The slow process of killing Delenn is continuing; her blood is being drained slowly. The soul hunter feels that the time is getting closer--close enough for a glimpse into her soul. He takes that glimpse, and after seeing what he sees, he shows great surprise. "You would plan such a thing? You would do such a thing? Incredible!"
Sinclair runs up to the ambassadorial wing, whence he goes to Delenn's quarters. As he's running up, the soul hunter tries to stop him. "Why do you fight for her," he asks Sinclair. He goes on to explain: "She's Satai. I have seen her soul. They are using you!" After a brief fight with the soul hunter, Sinclair runs over to Delenn. Right next to Delenn, there is a bag of some sort containing the soul hunter's "collection." Sinclair opens the bag and allows the souls to swarm about the soul hunter, presumably confronting him about what he's about to do to Delenn. Suddenly, the soul hunter's "soul-draining" machine begins to activate. He swirls it around on its platform and aims it at the soul hunter himself. The soul hunter's soul is captured into one of the little soul vessels like those the other souls occupied, amid cries of "No!" from the soul hunter. Sinclair kneels down next to Delenn.
Sinclair watches a soul globe.
Later, in the Med Lab, Sinclair finds that Delenn will be all right; Dr. Franklin explains that she has a remarkable constitution (and extrapolates that this was the reason that they did so well in the Earth-Minbari war--because they kept going despite severe injuries). "So, I hear you saw something," says Dr. Franklin to Sinclair.
"I'm not sure--I don't know if I'll ever be sure," replies Sinclair.
Dr. Franklin replies that that type of talk could get Sinclair sent on a "very long vacation." The doctor further goes on to say that he still doesn't believe that the soul hunter can do what he says he can do.
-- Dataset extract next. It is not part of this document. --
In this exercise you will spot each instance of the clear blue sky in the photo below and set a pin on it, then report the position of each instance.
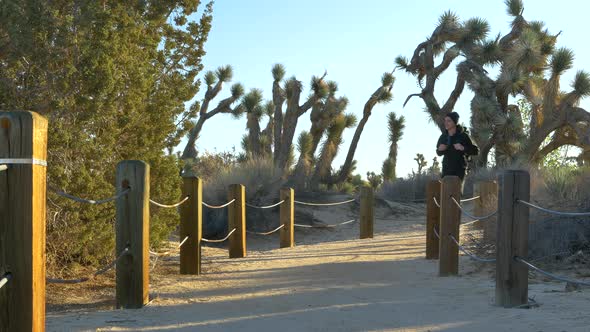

Meanwhile, Delenn, who has just awoken, sees Sinclair and smiles. "I knew you would come," she says. "We were right about you ..."
"Who was right?" asks Sinclair, but Delenn has already fallen back to sleep. Sinclair jokes with Dr. Franklin that he's almost completely sure that Delenn won't finish the sentence once she wakes up.
Later, in his quarters, Sinclair asks the computer to do a key-word search. He struggles to remember the word that the soul hunter used to refer to Delenn, and finally successfully remembers it. The computer tells him that the title "Satai" is used as an honorific applied to the members of the grey council. Sinclair expresses basically the same question that the soul hunter had asked: why a member of the ruling body was assigned to diplomatic service. The computer asks Sinclair if he wishes to make another enquiry. "No, it can wait. There's always time," he says.
Sinclair finds out that Delenn will certainly live. Mean- while, as Sinclair is escorting the soul hunters off the station, he warns them that they will no longer be allowed on Babylon 5. The soul hunter seems already to expect this--he admits that his kind are usually not welcome wherever they go. The soul hunter asks Sinclair what happened to his "brother"'s collection of souls. Sinclair harshly brushes this question off: "Life's full of mysteries. Consider this one of them!"
Delenn, in her quarters, is crushing the vessels that contained the souls in the soul hunter's collection, thereby freeing them. She studies each of them for a moment, listens intently to them, and finally destroys their containers, allowing them to fly about the room freely, eventually to fade into nothingness.